So why not Iraq? You might say that’s different – a different kind of society, in a different historical situation. All true, but who could have predicted such vast change in Germany, Japan, or the U.S. South? The key difference, vis-à-vis Iraq, was vision, commitment, leadership, energy. I fault Bush not for aiming high in Iraq but for botching the shot. Iraq might have been transformed – but not by our half-assed effort. After all the human and moral capital expended in this venture, the fecklessness of the follow-through was criminal.

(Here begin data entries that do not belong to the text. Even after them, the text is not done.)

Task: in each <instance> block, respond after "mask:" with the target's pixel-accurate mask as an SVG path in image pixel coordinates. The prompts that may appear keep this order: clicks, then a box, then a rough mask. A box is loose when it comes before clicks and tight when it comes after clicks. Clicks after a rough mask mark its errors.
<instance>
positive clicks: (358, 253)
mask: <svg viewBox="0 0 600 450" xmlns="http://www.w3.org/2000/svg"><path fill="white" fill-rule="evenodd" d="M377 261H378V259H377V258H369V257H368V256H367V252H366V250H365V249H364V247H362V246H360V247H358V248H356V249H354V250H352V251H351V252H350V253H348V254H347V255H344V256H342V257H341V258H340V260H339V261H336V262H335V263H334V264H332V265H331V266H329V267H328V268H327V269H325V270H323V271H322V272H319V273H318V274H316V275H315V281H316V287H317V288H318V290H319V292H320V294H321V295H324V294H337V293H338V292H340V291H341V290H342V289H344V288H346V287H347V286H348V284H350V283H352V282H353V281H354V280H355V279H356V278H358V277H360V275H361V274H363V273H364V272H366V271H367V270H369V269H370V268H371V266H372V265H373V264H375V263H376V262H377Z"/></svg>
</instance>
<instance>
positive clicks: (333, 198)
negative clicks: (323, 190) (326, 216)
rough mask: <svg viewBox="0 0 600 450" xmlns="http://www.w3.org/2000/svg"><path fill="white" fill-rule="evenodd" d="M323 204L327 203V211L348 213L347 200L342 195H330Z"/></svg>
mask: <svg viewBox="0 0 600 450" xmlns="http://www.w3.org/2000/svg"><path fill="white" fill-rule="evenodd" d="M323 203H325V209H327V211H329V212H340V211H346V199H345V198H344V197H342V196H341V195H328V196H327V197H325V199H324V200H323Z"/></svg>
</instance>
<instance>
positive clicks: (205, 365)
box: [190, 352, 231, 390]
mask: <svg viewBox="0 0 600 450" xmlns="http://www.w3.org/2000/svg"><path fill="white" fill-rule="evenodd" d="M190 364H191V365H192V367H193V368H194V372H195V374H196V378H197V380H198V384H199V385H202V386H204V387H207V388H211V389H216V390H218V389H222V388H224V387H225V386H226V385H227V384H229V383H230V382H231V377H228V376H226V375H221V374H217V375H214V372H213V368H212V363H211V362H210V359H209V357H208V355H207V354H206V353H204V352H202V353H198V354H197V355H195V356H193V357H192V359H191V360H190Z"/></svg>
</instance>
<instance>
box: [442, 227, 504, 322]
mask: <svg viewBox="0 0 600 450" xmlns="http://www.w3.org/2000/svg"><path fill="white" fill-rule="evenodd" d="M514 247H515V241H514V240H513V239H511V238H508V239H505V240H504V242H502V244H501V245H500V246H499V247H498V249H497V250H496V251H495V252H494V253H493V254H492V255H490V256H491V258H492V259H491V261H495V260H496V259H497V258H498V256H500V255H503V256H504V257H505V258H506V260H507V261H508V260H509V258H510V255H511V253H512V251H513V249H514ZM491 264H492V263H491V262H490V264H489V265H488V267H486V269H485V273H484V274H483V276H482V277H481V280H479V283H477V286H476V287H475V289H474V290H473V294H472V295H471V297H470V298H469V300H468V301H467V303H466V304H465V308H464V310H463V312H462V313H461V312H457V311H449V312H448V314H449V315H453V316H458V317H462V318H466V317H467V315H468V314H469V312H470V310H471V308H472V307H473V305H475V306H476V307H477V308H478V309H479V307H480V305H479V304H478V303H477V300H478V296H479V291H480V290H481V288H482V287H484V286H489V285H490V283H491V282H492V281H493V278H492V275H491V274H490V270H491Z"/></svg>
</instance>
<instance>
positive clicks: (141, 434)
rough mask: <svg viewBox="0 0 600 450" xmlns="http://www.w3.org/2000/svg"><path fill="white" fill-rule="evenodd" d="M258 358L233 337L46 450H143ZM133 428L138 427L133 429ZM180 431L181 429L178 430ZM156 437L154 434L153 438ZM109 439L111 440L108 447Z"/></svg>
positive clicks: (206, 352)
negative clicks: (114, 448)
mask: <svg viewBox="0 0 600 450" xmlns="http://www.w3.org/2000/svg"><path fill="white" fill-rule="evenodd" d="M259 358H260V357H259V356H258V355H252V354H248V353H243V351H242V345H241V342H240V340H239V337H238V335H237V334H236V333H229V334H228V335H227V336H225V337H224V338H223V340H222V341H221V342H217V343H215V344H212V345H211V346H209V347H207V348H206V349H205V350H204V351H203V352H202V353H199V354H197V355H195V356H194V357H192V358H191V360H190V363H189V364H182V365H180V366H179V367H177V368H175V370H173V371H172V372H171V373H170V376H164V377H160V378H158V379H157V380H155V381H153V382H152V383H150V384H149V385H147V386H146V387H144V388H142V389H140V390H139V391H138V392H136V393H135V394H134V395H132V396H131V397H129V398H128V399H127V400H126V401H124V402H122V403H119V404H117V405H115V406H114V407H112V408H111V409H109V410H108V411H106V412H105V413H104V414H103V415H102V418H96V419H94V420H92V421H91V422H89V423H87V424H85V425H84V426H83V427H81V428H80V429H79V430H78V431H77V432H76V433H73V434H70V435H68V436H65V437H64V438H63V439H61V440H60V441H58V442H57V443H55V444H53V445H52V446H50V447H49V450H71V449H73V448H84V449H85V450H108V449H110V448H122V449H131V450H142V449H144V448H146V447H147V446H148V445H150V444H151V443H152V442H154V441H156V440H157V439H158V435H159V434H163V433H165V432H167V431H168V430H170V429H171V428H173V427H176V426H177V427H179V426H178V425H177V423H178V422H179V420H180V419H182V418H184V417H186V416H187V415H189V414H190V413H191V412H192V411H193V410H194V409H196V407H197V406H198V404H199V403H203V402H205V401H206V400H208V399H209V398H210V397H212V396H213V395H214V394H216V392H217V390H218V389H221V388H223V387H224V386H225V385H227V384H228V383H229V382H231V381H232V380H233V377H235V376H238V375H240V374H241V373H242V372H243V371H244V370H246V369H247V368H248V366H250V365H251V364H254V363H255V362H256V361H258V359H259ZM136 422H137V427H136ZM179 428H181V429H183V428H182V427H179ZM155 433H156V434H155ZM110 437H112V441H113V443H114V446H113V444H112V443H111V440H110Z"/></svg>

Of course Iraqis themselves bear prime responsibility. After all is said and done, we Americans did give them the opportunity for a better country, and they’ve muffed it. Because they’re not a nation of Rodney Kings. Yet still it didn’t have to be this way. Just as cultures are not immutable, nor is history an ineluctable force. Individuals matter; actions matter. It wasn’t inevitable that Iraq would get a Maliki. In fact, in the election that brought him to power, Maliki actually got fewer votes than Iyad Allawi – who might have been a different kind of visionary leader.

I’m reminded of a scene in Lawrence of Arabia. On the desert camel march, one man falls behind. Lawrence decides to go back for him. Another tries to stop him. “That man is finished,” he says. “It is written.”

Lawrence replies: “Nothing is written.”